Tom Lane wrote:
> Magnus Hagander <mag...@hagander.net> writes:
>> Tom Lane wrote:
>>> Having a connection that
>>> was encrypted in 8.3 silently become clear-text after installing 8.4
>>> is just plain NOT acceptable.
>>>
>>> I think the patch would be fine if we simply keep the default where
>>> it is, however.  Is there some point I am missing that compels
>>> selection of a less-secure default?
> 
>> The current default *makes no sense*. Ever. Not just as a default.
> 
> I categorically reject that thinking.  Encrypted connections are useful
> even without authentication.  Your argument ignores the real fact that
> eavesdropping is easier than man-in-the-middle attacks.  Even if there
> weren't any significant difference, what is the gain from switching to
> unencrypted in cases where we previously used encryption?  There is
> none.

Did you read the thread? That's not the argument that makes it make no
sense.

Yes, encrypted connections are useful without authentication. But they
are quite useless unless you can determine if you have encryption *at
all* before you start sending sensitive data.

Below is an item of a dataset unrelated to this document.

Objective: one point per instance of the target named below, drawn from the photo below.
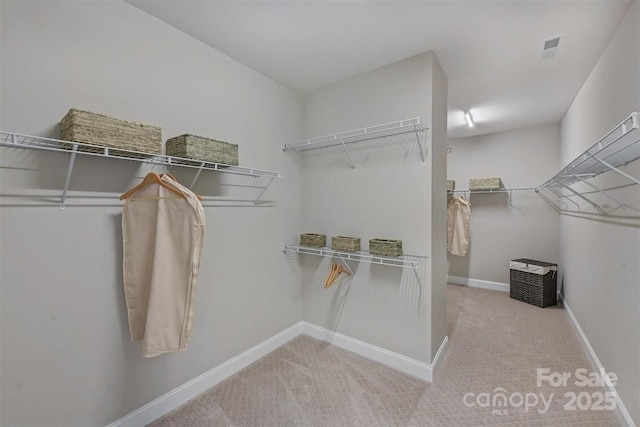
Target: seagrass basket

>> However, I can see us having "allow" instead of "disable" as the
>> default. That is the most forgiving of all settings - it will work with
>> whatever you had configured before.
> 
> And it still moves us to "less secure than 8.3 by default", because
> configurations that formerly used encrypted connections might now use
> unencrypted ones.  It's not acceptable.

Fine. I'll leave the default as it is then, and document that the
default we've chosen means "I don't care if I get security or not, but
if possible, I'd like to pay the encryption overhead".